За окном, внизу, на улице, было многолюдно, несмотря на будний день. Шумные и небрежно одетые мужчины, матерком перекликающиеся друг с другом через мостовую, молодые, но налитые жирком телки с торпедными сиськами, голыми животами и в таких тесных шортах, что ягодицы, казалось, вот-вот выкатятся из них упитанными колобками, пожилые хасидки в париках и наши молодящиеся старухи на высоких каблуках, с жирной косметикой на лицах…
— So, — сказала Эли, практикуя мой английский. — It’s your people, right? (Итак, это и есть твои люди. Да?)
— Да, — усмехнулся я, практикуя ее русский. — Как сказал бы старик Башевис-Зингер, если завтра придет Мессия, он придет к ним, больше не к кому.
— Who is that major you wanna meet? — спросила Эли. (Кто этот майор, которого ты ищешь?)
— Майор — это его фамилия, — сказал я. — Наверное, его деда звали Меир, а в паспорте записали Майор. А вообще он кинооператор, во время войны прошел с кинокамерой до Берлина. А здесь он президент Ассоциации ветеранов Второй мировой войны. Советские таможенники не дали им вывезти их боевые ордена и медали, но они вывезли свои орденские книжки и справки о боевых ранениях. И каждое Девятое мая устраивают тут, на бордвоке, свои парады и борются за право получать такие же пенсии, как ваши ветераны войны. Разве они меньше пролили крови за победу, чем американские солдаты? Ты меня слышишь?
— Нет, — честно призналась Эли, ложкой уплетая черную икру. Как всем двадцатилетним, ей была до лампочки Отечественная война. Всего три часа назад она встала с моего нищенского матраца на 189-й улице и теперь смотрела на меня такими глазами, что впору было все бросить и лететь на ее ревущем «корвете» в ближайший мотель.
13
Сегодня 42-я улица в Нью-Йорке выглядит совсем не так, как тридцать лет назад. Сегодня это парадная вывеска Америки с роскошными зелено-стеклянными небоскребами, построенными лучшими архитекторами по самой последней архитектурной моде. Но летом 1980-го тут, между Шестой и Десятой авеню, были старые доходные дома с борделями, грязными забегаловками и лавчонками, здесь, как рыбы в нерест, шныряли толпы сутенеров и наркоторговцев, которые каждому прохожему шептали в лицо: Smoke… Girls… Smoke…

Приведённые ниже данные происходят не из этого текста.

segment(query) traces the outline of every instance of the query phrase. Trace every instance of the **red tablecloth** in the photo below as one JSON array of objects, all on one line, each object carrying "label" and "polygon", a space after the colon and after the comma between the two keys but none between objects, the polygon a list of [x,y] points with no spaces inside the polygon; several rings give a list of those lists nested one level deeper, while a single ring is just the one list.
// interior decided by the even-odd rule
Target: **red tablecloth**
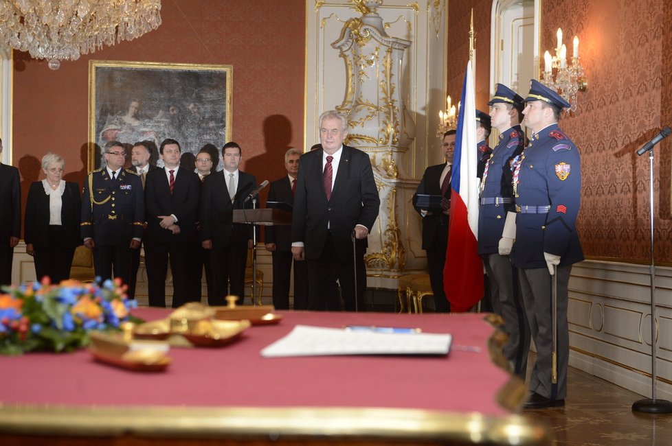
[{"label": "red tablecloth", "polygon": [[[147,320],[165,318],[168,312],[134,310]],[[164,373],[116,368],[94,361],[85,351],[0,357],[0,403],[382,407],[507,413],[495,397],[510,377],[489,359],[486,343],[493,328],[482,314],[278,313],[283,316],[279,324],[252,327],[227,347],[172,349],[172,364]],[[262,348],[296,324],[420,327],[426,333],[451,333],[453,349],[447,357],[260,357]],[[471,347],[480,351],[469,351]]]}]

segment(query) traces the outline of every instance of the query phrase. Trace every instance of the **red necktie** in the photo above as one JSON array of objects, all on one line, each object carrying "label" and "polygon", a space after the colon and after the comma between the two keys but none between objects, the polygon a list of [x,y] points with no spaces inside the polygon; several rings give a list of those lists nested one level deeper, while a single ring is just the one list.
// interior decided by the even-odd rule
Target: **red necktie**
[{"label": "red necktie", "polygon": [[448,186],[450,185],[450,174],[452,169],[452,165],[448,167],[448,173],[446,174],[446,178],[443,178],[443,183],[441,183],[441,195],[445,195],[446,192],[448,191]]},{"label": "red necktie", "polygon": [[324,165],[324,175],[322,177],[324,182],[324,191],[326,192],[327,201],[331,200],[331,177],[333,175],[333,167],[331,167],[331,161],[333,159],[333,156],[326,157],[326,164]]}]

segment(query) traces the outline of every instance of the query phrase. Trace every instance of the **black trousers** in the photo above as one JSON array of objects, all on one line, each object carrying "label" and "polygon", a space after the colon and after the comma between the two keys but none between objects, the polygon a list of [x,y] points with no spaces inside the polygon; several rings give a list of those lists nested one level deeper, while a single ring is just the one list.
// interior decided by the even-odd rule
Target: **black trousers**
[{"label": "black trousers", "polygon": [[172,307],[191,301],[189,281],[198,279],[189,274],[188,244],[186,243],[147,243],[145,244],[145,263],[147,268],[147,285],[150,307],[166,306],[166,276],[168,263],[172,273]]},{"label": "black trousers", "polygon": [[434,235],[434,243],[427,250],[427,263],[429,268],[429,283],[434,294],[434,307],[437,313],[450,312],[450,303],[443,290],[443,267],[446,264],[446,249],[448,248],[448,226],[440,225]]},{"label": "black trousers", "polygon": [[[142,242],[142,247],[144,242]],[[140,248],[131,250],[131,272],[128,276],[128,294],[129,299],[135,298],[135,284],[137,282],[137,270],[140,268]]]},{"label": "black trousers", "polygon": [[35,275],[41,282],[45,276],[47,276],[52,283],[59,283],[70,277],[75,246],[65,246],[60,242],[63,239],[63,226],[49,225],[47,231],[49,244],[47,246],[34,246]]},{"label": "black trousers", "polygon": [[[364,265],[365,249],[357,247],[357,292],[355,290],[355,268],[353,259],[339,259],[336,253],[331,233],[327,233],[324,249],[320,257],[308,259],[308,309],[338,312],[341,301],[338,296],[338,285],[346,311],[364,311],[364,291],[366,290],[366,267]],[[349,257],[349,256],[348,256]],[[357,305],[355,305],[355,296]]]},{"label": "black trousers", "polygon": [[208,301],[210,302],[214,298],[214,283],[212,277],[212,265],[210,257],[212,250],[203,249],[201,246],[201,242],[194,245],[190,245],[189,257],[191,270],[190,274],[198,278],[198,282],[190,283],[189,298],[194,302],[200,302],[202,297],[201,281],[203,280],[203,272],[205,272],[205,282],[208,284]]},{"label": "black trousers", "polygon": [[294,263],[294,309],[308,308],[308,271],[306,262],[294,261],[291,251],[273,251],[273,306],[289,309],[289,275]]},{"label": "black trousers", "polygon": [[0,285],[12,284],[12,259],[14,248],[10,248],[10,237],[0,240]]},{"label": "black trousers", "polygon": [[127,244],[114,246],[99,246],[93,248],[93,270],[96,277],[105,281],[112,277],[119,277],[122,282],[127,284],[131,277],[131,257],[133,250],[129,247],[131,240]]},{"label": "black trousers", "polygon": [[[247,242],[247,240],[245,240]],[[237,305],[245,301],[245,264],[247,262],[247,244],[227,248],[213,248],[210,250],[214,295],[208,298],[210,305],[223,305],[224,297],[238,296]],[[230,287],[229,287],[230,284]]]}]

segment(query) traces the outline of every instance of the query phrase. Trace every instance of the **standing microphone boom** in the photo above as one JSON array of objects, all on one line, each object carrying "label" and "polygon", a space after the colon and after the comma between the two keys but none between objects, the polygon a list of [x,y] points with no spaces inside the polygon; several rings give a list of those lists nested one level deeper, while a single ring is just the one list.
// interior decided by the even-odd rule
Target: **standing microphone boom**
[{"label": "standing microphone boom", "polygon": [[662,130],[660,130],[660,133],[653,137],[653,139],[642,145],[642,148],[637,151],[637,154],[642,156],[646,152],[649,152],[653,148],[654,145],[660,143],[667,137],[670,136],[671,133],[672,133],[672,130],[670,130],[669,127],[664,128]]},{"label": "standing microphone boom", "polygon": [[245,201],[243,201],[243,203],[247,203],[248,201],[249,201],[250,200],[251,200],[254,197],[257,196],[257,195],[258,195],[259,192],[261,191],[261,189],[262,189],[263,188],[266,187],[268,185],[269,185],[269,180],[264,180],[264,182],[263,183],[262,183],[260,185],[259,185],[258,186],[257,186],[256,189],[255,189],[254,191],[252,191],[251,192],[249,193],[249,195],[247,196],[247,198],[245,198]]}]

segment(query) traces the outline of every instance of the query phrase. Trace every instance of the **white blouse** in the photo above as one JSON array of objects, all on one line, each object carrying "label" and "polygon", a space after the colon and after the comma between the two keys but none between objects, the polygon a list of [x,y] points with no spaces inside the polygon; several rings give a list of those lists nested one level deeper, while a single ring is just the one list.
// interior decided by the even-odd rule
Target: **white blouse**
[{"label": "white blouse", "polygon": [[65,191],[65,181],[61,180],[56,189],[52,189],[46,178],[42,180],[42,185],[45,188],[45,193],[49,196],[49,224],[61,226],[60,210],[63,207],[62,197]]}]

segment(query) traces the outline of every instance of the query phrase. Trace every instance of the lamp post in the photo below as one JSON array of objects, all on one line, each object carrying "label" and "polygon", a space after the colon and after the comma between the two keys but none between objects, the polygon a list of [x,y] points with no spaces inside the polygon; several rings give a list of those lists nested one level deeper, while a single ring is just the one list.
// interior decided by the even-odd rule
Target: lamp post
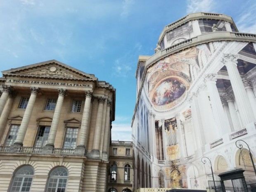
[{"label": "lamp post", "polygon": [[210,160],[210,159],[208,158],[208,157],[206,156],[203,156],[203,157],[202,157],[202,159],[201,159],[201,161],[202,161],[202,163],[203,163],[204,164],[205,164],[206,163],[206,159],[203,160],[203,159],[207,159],[209,160],[209,161],[210,162],[210,164],[211,164],[211,175],[212,175],[213,180],[213,186],[214,186],[214,190],[216,192],[216,186],[215,185],[215,181],[214,180],[214,176],[213,176],[213,168],[211,166],[211,160]]},{"label": "lamp post", "polygon": [[251,150],[250,149],[250,147],[249,147],[249,146],[248,145],[248,144],[247,144],[247,143],[245,141],[244,141],[243,140],[237,140],[237,141],[236,141],[235,145],[236,145],[237,147],[240,149],[240,150],[242,148],[243,148],[243,145],[241,143],[239,143],[238,145],[237,145],[237,144],[238,144],[237,142],[239,141],[242,141],[243,142],[244,142],[244,143],[246,144],[247,146],[248,147],[248,149],[249,149],[249,154],[250,155],[250,157],[251,158],[251,163],[252,164],[252,166],[254,167],[254,173],[255,173],[255,175],[256,175],[256,169],[255,169],[255,166],[254,165],[254,160],[252,159],[252,155],[251,155]]}]

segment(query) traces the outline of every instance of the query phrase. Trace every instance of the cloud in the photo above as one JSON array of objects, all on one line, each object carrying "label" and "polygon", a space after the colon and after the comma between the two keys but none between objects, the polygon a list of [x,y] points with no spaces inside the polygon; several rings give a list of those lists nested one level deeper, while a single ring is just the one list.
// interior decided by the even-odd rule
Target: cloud
[{"label": "cloud", "polygon": [[132,141],[132,128],[130,123],[113,123],[111,132],[112,140]]},{"label": "cloud", "polygon": [[133,4],[134,4],[134,0],[124,0],[123,1],[121,16],[123,17],[127,17],[130,13],[131,7]]},{"label": "cloud", "polygon": [[213,12],[215,4],[214,0],[187,0],[187,13]]},{"label": "cloud", "polygon": [[[244,5],[245,9],[241,9],[244,11],[242,12],[237,16],[238,21],[235,22],[240,32],[251,33],[256,31],[256,3],[249,1]],[[246,7],[246,8],[245,8]]]}]

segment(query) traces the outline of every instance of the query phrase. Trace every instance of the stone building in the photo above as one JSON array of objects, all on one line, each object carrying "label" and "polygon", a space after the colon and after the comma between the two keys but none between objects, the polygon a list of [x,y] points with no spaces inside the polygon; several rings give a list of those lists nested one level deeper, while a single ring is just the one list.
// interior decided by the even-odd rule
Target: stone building
[{"label": "stone building", "polygon": [[256,156],[256,42],[230,17],[197,13],[164,27],[155,54],[139,56],[134,189],[205,189],[210,161],[216,180],[239,168],[255,178],[249,148],[235,143]]},{"label": "stone building", "polygon": [[105,191],[115,89],[55,60],[2,73],[0,191]]},{"label": "stone building", "polygon": [[112,141],[109,152],[108,192],[133,190],[133,142]]}]

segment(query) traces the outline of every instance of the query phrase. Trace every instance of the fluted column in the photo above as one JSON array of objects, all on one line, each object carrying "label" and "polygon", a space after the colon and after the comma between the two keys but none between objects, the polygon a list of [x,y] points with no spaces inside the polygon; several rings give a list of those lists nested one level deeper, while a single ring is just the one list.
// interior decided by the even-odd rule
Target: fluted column
[{"label": "fluted column", "polygon": [[[204,79],[210,95],[214,119],[218,127],[216,128],[219,134],[219,137],[228,131],[229,124],[225,114],[219,92],[216,86],[217,74],[207,74]],[[230,128],[229,128],[230,129]]]},{"label": "fluted column", "polygon": [[192,27],[193,27],[193,32],[194,37],[200,35],[201,31],[199,26],[199,22],[198,20],[192,21]]},{"label": "fluted column", "polygon": [[180,147],[180,159],[182,160],[183,160],[185,155],[184,154],[184,143],[182,138],[182,133],[181,131],[181,125],[180,124],[180,115],[179,114],[177,114],[175,116],[177,122],[178,135],[179,138],[179,146]]},{"label": "fluted column", "polygon": [[244,126],[254,122],[247,93],[237,66],[237,55],[223,54],[222,62],[227,67],[233,91],[241,116],[242,123]]},{"label": "fluted column", "polygon": [[256,99],[255,99],[255,96],[252,90],[251,82],[245,78],[243,78],[242,81],[244,83],[245,90],[249,99],[250,106],[251,107],[254,114],[254,122],[256,122]]},{"label": "fluted column", "polygon": [[75,149],[75,154],[85,154],[86,153],[87,141],[86,139],[89,131],[89,117],[91,111],[92,97],[93,93],[90,91],[85,91],[85,102],[83,107],[81,128],[77,140],[77,147]]},{"label": "fluted column", "polygon": [[222,103],[222,106],[223,107],[224,112],[227,115],[227,117],[228,117],[228,122],[229,122],[229,124],[230,125],[230,127],[229,127],[230,128],[230,130],[229,130],[229,132],[232,132],[235,130],[235,128],[234,128],[233,123],[232,123],[232,119],[231,119],[231,116],[229,111],[229,108],[228,108],[228,102],[227,102],[227,100],[225,96],[221,96],[220,100],[221,100],[221,102]]},{"label": "fluted column", "polygon": [[94,132],[93,149],[91,152],[91,157],[93,159],[100,158],[100,142],[103,114],[103,105],[105,102],[105,98],[103,97],[99,97],[98,102],[99,105]]},{"label": "fluted column", "polygon": [[224,97],[228,102],[234,130],[238,130],[241,128],[242,125],[240,125],[239,123],[239,120],[235,108],[234,95],[230,93],[226,93],[224,94]]},{"label": "fluted column", "polygon": [[110,128],[110,107],[112,102],[108,101],[107,104],[107,111],[106,112],[106,121],[105,121],[105,128],[104,130],[104,137],[103,138],[103,146],[102,148],[102,159],[107,160],[108,159],[107,146],[109,145],[109,141],[108,140],[109,133]]},{"label": "fluted column", "polygon": [[12,89],[12,87],[10,85],[2,85],[2,95],[0,97],[0,115],[2,114],[4,107],[8,99],[8,96]]},{"label": "fluted column", "polygon": [[31,95],[30,95],[27,107],[25,110],[24,115],[23,115],[23,118],[22,118],[22,121],[19,127],[19,130],[17,137],[14,143],[14,145],[23,145],[23,141],[24,140],[26,132],[27,131],[28,126],[30,120],[34,104],[36,102],[36,95],[37,95],[40,90],[39,88],[36,88],[35,87],[31,87],[30,89],[31,89]]},{"label": "fluted column", "polygon": [[66,90],[64,89],[59,89],[58,90],[59,97],[56,103],[56,106],[52,117],[52,122],[51,125],[50,133],[49,134],[48,141],[47,144],[45,145],[46,147],[54,147],[54,142],[56,137],[57,130],[58,129],[58,125],[59,121],[60,114],[61,113],[64,97],[66,95]]},{"label": "fluted column", "polygon": [[[4,130],[4,128],[6,126],[6,121],[10,114],[12,106],[13,103],[14,97],[13,94],[10,92],[6,104],[2,111],[2,113],[0,117],[0,133],[3,133],[3,130]],[[0,140],[1,136],[2,136],[3,135],[2,134],[0,134]]]}]

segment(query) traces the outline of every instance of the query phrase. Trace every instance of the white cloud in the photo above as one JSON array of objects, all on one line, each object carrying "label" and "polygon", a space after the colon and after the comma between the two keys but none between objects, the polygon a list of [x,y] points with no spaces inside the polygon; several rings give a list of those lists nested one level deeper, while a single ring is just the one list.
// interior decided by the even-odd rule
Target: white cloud
[{"label": "white cloud", "polygon": [[213,12],[215,7],[213,0],[187,0],[187,13],[198,12]]},{"label": "white cloud", "polygon": [[132,5],[134,3],[134,0],[124,0],[123,1],[123,7],[121,17],[126,17],[129,14]]},{"label": "white cloud", "polygon": [[249,1],[244,7],[245,9],[242,7],[241,10],[244,11],[236,17],[238,19],[235,22],[240,32],[255,33],[256,31],[256,3],[254,1]]}]

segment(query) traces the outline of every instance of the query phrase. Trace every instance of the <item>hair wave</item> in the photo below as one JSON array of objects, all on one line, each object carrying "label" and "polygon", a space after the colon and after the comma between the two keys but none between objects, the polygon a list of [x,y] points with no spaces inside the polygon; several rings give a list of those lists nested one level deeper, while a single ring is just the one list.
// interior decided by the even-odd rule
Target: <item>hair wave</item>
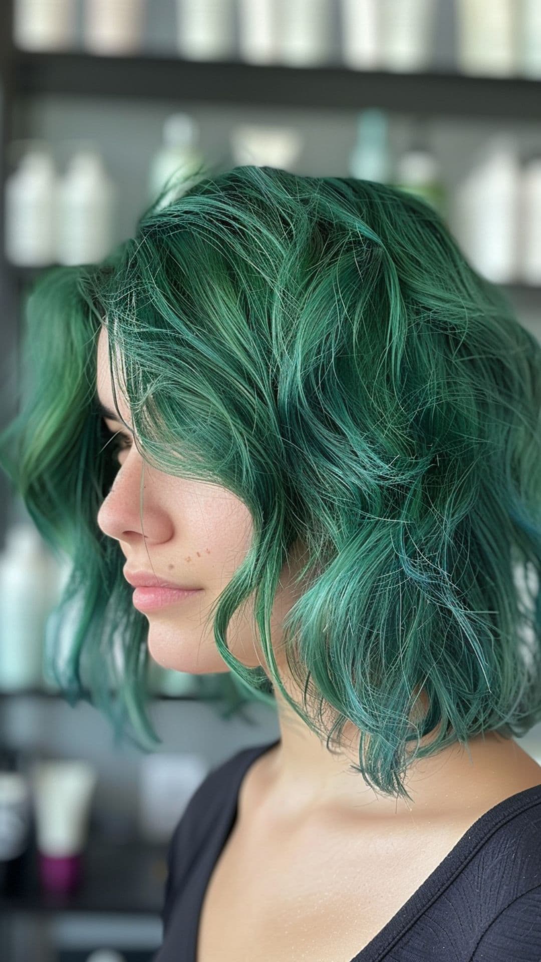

И вот как-то днем, часа в четыре, выйдя на углу 42-й и Пятой авеню из русского отдела на втором этаже Публичной библиотеки, где для наших будущих детских радиопередач я копировал полное варшавское издание «Агады», я увидел у стенных библиотечных каталогов Аркадия Львова, одесского писателя, автора романа «Двор». Мы были знакомы по «Новому русскому слову», и я пошел к нему с протянутой для рукопожатия рукой. Но вдруг, не отрываясь от выдвинутого ящика с библиотечными карточками, он сказал:
— Не мешай. Мне некогда с тобой здороваться, я подписал два договора с американскими издательствами и должен написать два бестселлера…
Чувствуя себя оплеванным, я вышел из библиотеки, пересек Пятую авеню и в потоке прохожих на солнечной стороне 42-й стрит направился к станции сабвея на Восьмой авеню.
И тут ко мне подошел высокий черный парень лет двадцати пяти, пристроился справа к моему плечу и негромко сказал:
— Give me three dollars, man! (Дай мне три доллара, мужик!)
Я молчал. Поскольку никакой зарплаты ни в Культурном центре, ни на радио я еще не получал, а работал буквально на голом энтузиазме, то у меня в кармане было всего семь долларов — весь мой с Эли бюджет. А сабвейный токен стоил тогда один доллар, и я не собирался расставаться с половиной всего нашего состояния.
— Give me three dollars, man! — снова сказал черный и толкнул меня плечом с тротуара под колеса машин, летящих по 42-й.